There Ought to Be a Law
District 1 CWA Representative Don Rice reported on New Jersey legislation to ban outsourcing of work done under state contract (see story, page 10), and Courtney said his local is pushing identical legislation in Washington State. CWA is actively promoting similar legislation in North and South Carolina, Arizona, California, Connecticut, Florida, Hawaii, Massachusetts, Maryland, Minnesota, Missouri, New York, Oregon, Texas and Vermont. For information, visit www.cwa-legis-pol.org.

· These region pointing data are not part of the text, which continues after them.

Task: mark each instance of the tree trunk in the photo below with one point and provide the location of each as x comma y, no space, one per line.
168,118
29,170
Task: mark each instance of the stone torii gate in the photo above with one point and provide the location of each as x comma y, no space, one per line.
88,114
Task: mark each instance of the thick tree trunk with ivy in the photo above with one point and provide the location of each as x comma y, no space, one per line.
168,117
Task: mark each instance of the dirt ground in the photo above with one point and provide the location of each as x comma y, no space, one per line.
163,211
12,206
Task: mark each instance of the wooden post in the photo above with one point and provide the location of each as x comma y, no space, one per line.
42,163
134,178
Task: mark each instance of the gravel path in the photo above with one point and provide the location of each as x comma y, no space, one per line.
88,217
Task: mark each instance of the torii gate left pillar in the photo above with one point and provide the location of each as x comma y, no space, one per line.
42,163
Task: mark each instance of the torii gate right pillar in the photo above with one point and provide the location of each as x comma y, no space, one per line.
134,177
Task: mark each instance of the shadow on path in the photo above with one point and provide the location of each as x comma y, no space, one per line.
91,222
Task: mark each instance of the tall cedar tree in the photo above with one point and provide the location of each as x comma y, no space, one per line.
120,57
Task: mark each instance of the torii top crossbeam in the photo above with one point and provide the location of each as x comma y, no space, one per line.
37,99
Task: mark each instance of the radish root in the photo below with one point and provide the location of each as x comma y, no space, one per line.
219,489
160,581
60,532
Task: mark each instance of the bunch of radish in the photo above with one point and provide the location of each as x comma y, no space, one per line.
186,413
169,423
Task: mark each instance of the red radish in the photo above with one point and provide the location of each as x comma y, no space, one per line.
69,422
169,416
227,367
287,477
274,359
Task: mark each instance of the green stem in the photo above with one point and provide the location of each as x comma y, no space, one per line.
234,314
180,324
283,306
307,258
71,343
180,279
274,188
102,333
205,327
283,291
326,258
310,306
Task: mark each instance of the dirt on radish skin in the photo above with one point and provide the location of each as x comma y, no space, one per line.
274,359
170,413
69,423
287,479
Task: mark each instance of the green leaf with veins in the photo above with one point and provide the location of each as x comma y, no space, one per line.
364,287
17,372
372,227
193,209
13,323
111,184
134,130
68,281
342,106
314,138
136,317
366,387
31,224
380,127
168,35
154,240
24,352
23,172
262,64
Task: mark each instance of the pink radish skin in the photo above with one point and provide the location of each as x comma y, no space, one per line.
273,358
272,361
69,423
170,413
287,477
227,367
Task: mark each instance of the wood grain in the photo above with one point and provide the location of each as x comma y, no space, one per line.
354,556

CWA members have also worked for right-to-know legislation, such as Sen. John Kerry (D-Mass.) introduced in the last Congress, to require customer service representative to disclose their name and location. Though some state governors have issued right-to-know executive orders aimed at companies that do business with the state, so far legislation has not passed.

Winning Public Support
In bargaining, organizing or legislative activity to stave off outsourcing, community support is key. That's why CWA members have rallied at annual shareholder meetings of AT&T, IBM and other multinationals: to let shareholders and customers know that when work is outsourced, they're not getting what they paid for and it's stealing hometown jobs.

As District 9 CWA Representative John Dugan pointed out, companies are asking themselves: "What kind of work can we make routine and then ship off to a vendor?

"That could be to Indiana-or it could be to India," he said.